"Lu Cuh’née" en  région malmédienne : une recette de saison … ou presque

écrit par francois.detry
le 05/11/2023
" La cuh’née malmédienne" ( photo : F. Detry )

La tradition de la cûh’née (« lu cûh’née ») remonte à bien longtemps puisqu’un article de 1890 en parle déjà comme une coutume paysanne. « Cûh’ner » (qui se dit : cûchner) est un mot wallon qui signifie cuisiner. A Malmedy, on dit « faire une cûh’née ».

La cuh’née est un régal aux pommes de terre en robe des champs, cuites sous la cendre ou dans le four. Elle se déroule de la mi-septembre à la mi-octobre. Lors de la période de la récolte des pommes de terre, appelée en dialecte local “lu rayâye”. Le mot cuh’née peut s’écrire cus’née ( forme la plus ancienne ), cuh’née (à partir de 1873) ou encore cûch’née (dès 1898). Les trois prononciations sont encore en usage dans le wallon malmédien. Ce mot provient de l’ancien mot du dialecte wallon liégeois “keussier”.

Sylvain Michel, célèbre folkloriste malmédien, raconte dans son livre " Les fêtes naguère à Malmedy ", des souvenirs de son enfance. Naguère, donc au début du siècle dernier, pratiquement chaque famille malmédienne cultivait un potager et y plantait des pommes de terre.
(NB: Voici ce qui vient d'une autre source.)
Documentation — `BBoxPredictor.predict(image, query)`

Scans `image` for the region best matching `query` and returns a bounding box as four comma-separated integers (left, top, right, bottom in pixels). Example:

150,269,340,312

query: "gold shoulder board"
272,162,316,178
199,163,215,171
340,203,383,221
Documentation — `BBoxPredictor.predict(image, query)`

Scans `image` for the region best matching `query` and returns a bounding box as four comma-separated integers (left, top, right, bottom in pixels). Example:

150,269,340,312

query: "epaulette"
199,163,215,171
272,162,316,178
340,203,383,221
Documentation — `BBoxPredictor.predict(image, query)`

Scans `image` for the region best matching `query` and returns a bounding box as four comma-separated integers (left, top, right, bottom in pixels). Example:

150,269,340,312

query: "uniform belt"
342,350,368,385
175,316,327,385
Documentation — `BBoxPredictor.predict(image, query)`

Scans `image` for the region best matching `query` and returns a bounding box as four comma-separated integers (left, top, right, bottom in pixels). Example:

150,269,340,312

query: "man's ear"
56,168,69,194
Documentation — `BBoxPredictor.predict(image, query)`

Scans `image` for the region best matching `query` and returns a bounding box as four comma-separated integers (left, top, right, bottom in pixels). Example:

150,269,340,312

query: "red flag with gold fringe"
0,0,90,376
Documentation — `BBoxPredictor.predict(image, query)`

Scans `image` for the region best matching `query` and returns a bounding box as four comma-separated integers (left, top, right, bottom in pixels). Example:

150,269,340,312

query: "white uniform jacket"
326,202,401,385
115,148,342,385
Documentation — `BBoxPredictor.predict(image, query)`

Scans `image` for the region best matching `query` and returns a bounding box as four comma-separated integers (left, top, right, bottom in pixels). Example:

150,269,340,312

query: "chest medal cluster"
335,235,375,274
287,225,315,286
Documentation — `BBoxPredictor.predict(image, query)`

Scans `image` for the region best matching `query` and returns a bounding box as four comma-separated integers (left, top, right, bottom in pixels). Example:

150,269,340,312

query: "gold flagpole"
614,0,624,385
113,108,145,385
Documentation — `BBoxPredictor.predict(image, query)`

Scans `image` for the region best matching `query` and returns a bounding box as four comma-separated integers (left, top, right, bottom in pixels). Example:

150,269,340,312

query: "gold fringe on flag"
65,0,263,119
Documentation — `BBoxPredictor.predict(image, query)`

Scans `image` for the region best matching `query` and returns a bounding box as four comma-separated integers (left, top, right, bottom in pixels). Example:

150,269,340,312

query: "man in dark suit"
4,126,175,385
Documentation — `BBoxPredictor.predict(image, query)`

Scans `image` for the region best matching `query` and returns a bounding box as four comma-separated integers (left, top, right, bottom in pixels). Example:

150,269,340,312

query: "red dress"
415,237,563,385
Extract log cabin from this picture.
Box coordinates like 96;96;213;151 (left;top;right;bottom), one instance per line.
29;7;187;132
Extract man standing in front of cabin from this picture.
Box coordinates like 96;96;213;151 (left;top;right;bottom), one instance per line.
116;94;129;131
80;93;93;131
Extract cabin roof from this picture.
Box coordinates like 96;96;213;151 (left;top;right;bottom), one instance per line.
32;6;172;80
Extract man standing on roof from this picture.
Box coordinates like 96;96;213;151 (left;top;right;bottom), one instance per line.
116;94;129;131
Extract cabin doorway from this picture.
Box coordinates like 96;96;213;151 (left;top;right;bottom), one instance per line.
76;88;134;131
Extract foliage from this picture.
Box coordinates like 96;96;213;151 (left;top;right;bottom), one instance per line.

Après la récolte, en début de soirée, l’arrachage terminé, on assemblait les tiges des plantes et quelques branches d’arbre et on faisait un feu sur le terrain des pommes de terre. Dès qu’il y avait suffisamment de braises, on y déposait des pommes de terre à cuire. Et, à même le sol, on allait déguster ces pommes de terre toutes noires accompagnées d’oignons crus et de harengs marinés.

Pourquoi des harengs ? Parce qu’avant 1940, chaque ménage préparait facilement des harengs qu’on achetait salés et qui sortaient de leur caque, c’était la « viande du pauvre », le substitut d’une côtelette ou d’un steak, trop onéreux pour les « petites gens ». A part les oignons, tout était mangé avec les mains, sans couvert.

Comment se déroule la fête ? Les cuh’nées sont organisées par les sociétés locales. Qu’elle soit folklorique, sportive ou musicale, chaque société met un point d’honneur à inviter ses membres à ce repas traditionnel moyennant une petite participation financière. Dans les familles malmédiennes, c’est aussi l’occasion d’inviter les amis à partager une soirée typiquement locale. Le plat s’est un peu étoffé au fil du temps et les “pètées” sont accompagnées de harengs marinés, d’oignons crus à la crème et d’oignons cuits. Les deux boissons recommandées pour accompagner ce plat, sont la bière et le genièvre appelé en Wallonie “pèkèt”.

Comment mange-t-on la cuh’née ? “Pètées” et harengs se mangent de façon assez particulière. On prend la pomme de terre dans le plat avec les mains. On la partage en deux et toujours avec les mains, on écrase un peu le tubercule pour qu’il se crevasse. On y introduit alors une petite noix de beurre, on sale et on poivre. Sous l’effet de la chaleur, le beurre fond et “entre” dans la chair de la pomme de terre qui est bonne à déguster. Le hareng est pris par la queue avec le pouce et l’index, l’autre main saisissant l’autre côté. Il suffit alors de déchirer le hareng dans le sens de la longueur. Une partie conserve les arêtes, l’autre en est exempte.

Les adultes arrosaient ce repas avec quelques petites « gouttes », petits verres de genièvre.

Une des nombreuses recettes de ce plat traditionnel. « Il faut avant tout, de bons ingrédients. Les harengs doivent être de première qualité, riches en oméga 3, On les sert entiers, à la crème ou nature ou encore en filets. Un « vrai » malmédien prend toujours un hareng entier et a la technique pour le déguster. Par facilité, pas mal de convives penchent plutôt pour les filets. On y ajoute des oignons blancs et rouges cuits ou crus et des pommes de terre en robe des champs. Notre touche personnelle est de les préparer au gros sel et au thym. Nous servons toujours le plat avec un «  hèna d’Mâmdï ». ( = un verre de genièvre ).